Auparavant, elle a publié une bande dessinée « Beya, le viste la cara a Dios » (Beya, t'as vu le visage de Dieu), illustrée par Iñaki Echeverría (2013). Histoire d'environ 150 pages, qui raconte à la seconde personne, l'histoire d'une fille piégée dans un réseau de traite. Beya en fait c'est une dame noble. Des journées de 15 heures à être battue, violée, droguée. Elle se fantasme une grossesse avec un cordon ombilical fait de barbelés. Elle s'observe en parvenant à sortir de son corps. Et ainsi à voir le visage de Dieu et parvenir à se racheter. Entre temps, une mention implicite à « La Belle au Bois Dormant ». Elle finira par aller dans un autre pays avec un faux passeport pour recommencer une autre vie.
« La Virgen Cabeza », titre traduit en « Pleine de Grâces », est le premier roman de Gabriela Cabezón Cámara. Qüity est une journaliste de Buenos Aires qui rencontre Cleopatra, travesti qui se prostituait jusqu'au jour où elle eue une apparition de la Vierge. D'où le fastueux projet de transformer le quartier d'El Paso où elle vit en une communauté plus qu'utopique. Pour commencer, les deux personnes installent la scène d'un opéra-cumbia baroque. le quasi sublime du projet confronté à l'ordure et au sordide. « La Vierge parlait comme une Espagnole médiévale et la journée commençait avec la première cumbia. Chacun articulait ce qu'il voulait dire dans sa propre syntaxe et c'est ainsi que nous avons construit la langue de cumbia pour raconter les histoires de chacun, j'ai entendu des histoires d'amour et de balles, de règlement de comptes et de sexe, cumbia joyeuse, cumbia triste et cumbia enragée toute la journée ».

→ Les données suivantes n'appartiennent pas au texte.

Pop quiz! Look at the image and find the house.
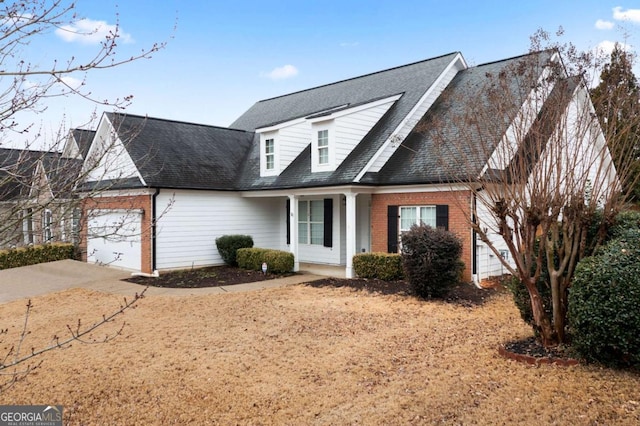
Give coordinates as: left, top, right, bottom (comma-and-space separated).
0, 129, 94, 248
83, 51, 616, 280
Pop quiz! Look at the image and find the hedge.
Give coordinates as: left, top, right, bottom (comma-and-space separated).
353, 253, 404, 281
216, 235, 253, 266
0, 243, 75, 269
236, 248, 294, 274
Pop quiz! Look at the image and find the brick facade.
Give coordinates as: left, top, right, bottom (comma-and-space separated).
371, 191, 473, 281
80, 195, 153, 274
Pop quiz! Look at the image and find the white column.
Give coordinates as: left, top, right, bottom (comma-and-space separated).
344, 194, 358, 278
289, 195, 300, 272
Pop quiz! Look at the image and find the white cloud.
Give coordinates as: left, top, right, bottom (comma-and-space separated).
56, 19, 133, 44
60, 76, 84, 90
613, 6, 640, 24
596, 19, 615, 30
261, 64, 298, 80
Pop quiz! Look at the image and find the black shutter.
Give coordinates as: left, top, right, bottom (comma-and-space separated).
324, 198, 333, 247
387, 206, 398, 253
287, 198, 291, 244
436, 204, 449, 231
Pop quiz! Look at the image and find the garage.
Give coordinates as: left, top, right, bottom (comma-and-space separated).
87, 209, 142, 271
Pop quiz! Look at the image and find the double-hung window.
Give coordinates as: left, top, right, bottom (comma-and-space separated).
298, 200, 324, 245
400, 206, 436, 233
264, 139, 276, 170
318, 129, 329, 164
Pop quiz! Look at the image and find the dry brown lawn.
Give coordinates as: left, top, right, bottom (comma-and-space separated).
0, 285, 640, 425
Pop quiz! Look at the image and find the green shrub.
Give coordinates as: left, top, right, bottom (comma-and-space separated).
237, 248, 294, 274
353, 253, 404, 281
0, 243, 75, 269
568, 228, 640, 367
402, 225, 464, 298
216, 235, 253, 266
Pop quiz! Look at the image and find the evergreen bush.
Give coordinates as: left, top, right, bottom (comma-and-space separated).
401, 225, 464, 298
353, 253, 404, 281
216, 235, 253, 266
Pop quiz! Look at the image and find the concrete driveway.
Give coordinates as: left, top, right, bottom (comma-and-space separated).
0, 260, 324, 303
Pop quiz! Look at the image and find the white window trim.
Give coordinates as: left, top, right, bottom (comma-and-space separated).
311, 120, 336, 173
260, 132, 280, 176
398, 204, 437, 234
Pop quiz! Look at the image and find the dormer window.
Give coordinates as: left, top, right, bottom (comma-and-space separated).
318, 130, 329, 164
311, 120, 336, 173
260, 132, 280, 176
264, 139, 276, 170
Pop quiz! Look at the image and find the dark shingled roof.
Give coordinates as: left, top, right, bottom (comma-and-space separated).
0, 148, 82, 201
361, 51, 553, 185
231, 52, 458, 190
106, 113, 255, 190
71, 129, 96, 158
99, 51, 554, 190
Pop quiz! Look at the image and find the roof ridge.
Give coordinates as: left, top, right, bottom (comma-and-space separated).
256, 51, 462, 104
469, 48, 554, 69
105, 112, 255, 133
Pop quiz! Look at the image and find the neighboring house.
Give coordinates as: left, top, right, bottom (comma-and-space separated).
83, 52, 616, 280
0, 129, 94, 248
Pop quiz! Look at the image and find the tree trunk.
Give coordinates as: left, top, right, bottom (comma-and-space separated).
523, 278, 558, 347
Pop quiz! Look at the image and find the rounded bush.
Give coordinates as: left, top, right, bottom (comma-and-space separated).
353, 253, 404, 281
401, 225, 464, 298
568, 228, 640, 367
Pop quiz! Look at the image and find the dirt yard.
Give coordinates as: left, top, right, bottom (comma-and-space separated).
0, 285, 640, 425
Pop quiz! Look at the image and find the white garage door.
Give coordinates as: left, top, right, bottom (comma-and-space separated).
87, 210, 142, 271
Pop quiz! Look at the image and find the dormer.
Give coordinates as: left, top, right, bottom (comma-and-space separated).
307, 94, 402, 173
260, 131, 280, 176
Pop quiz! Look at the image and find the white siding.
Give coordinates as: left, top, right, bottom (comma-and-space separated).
82, 116, 140, 182
331, 100, 395, 169
156, 190, 287, 269
277, 121, 311, 170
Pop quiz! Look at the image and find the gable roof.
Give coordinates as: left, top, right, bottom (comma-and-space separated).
71, 129, 96, 158
0, 148, 82, 201
0, 148, 46, 201
231, 52, 460, 190
361, 51, 554, 185
105, 113, 255, 190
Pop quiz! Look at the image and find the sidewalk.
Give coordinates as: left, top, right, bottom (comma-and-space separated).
0, 260, 325, 303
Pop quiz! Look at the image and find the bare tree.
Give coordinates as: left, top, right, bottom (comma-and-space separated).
420, 31, 633, 346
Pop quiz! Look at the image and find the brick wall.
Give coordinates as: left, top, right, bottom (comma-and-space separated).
80, 195, 153, 274
371, 191, 473, 281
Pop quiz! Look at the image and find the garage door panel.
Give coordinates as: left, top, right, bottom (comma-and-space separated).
87, 211, 142, 271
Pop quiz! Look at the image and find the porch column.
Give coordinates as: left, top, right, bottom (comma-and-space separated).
344, 193, 358, 278
289, 195, 300, 272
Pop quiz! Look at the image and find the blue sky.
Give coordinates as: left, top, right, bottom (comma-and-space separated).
2, 0, 640, 150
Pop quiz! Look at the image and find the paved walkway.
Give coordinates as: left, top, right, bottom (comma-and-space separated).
0, 260, 325, 303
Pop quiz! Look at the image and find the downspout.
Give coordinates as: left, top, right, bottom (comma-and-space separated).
151, 188, 160, 277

Ce quartier d'El Paso n'est pas clair, en principe c'est un quartier assez central de la ville, énorme puisque de 15 millions d'habitants, divisée en 48 barrios, plus ou moins autonomes, répandus sur 200 km2, soit le double de Paris. le quartier s'étend jusqu'au Cimetière de la Recoleta, vaste espace où sont enterrés toutes les célébrités du pays, dans une débauche de chapelles, panthéons familiaux et caveaux spacieux, qui cohabitent avec des murs-caveaux du petit peuple. Une autre particularité de la ville consiste en librairies, récentes ou de livres d'occasion, chose qui n'existe pratiquement pas dans d'autres villes sud-américaines. C'est sans compter les cabarets et théâtres qui foisonnent, dont le renommé Café Tortoni sur l'Avenida de Mayo, où le dimanche après-midi, en sous-sol se produisent d'anciennes vedettes du chant et du théâtre. Anciennes vedettes, cela se voit et s'entend, mais qui croient encore aux miettes de leur gloire passée.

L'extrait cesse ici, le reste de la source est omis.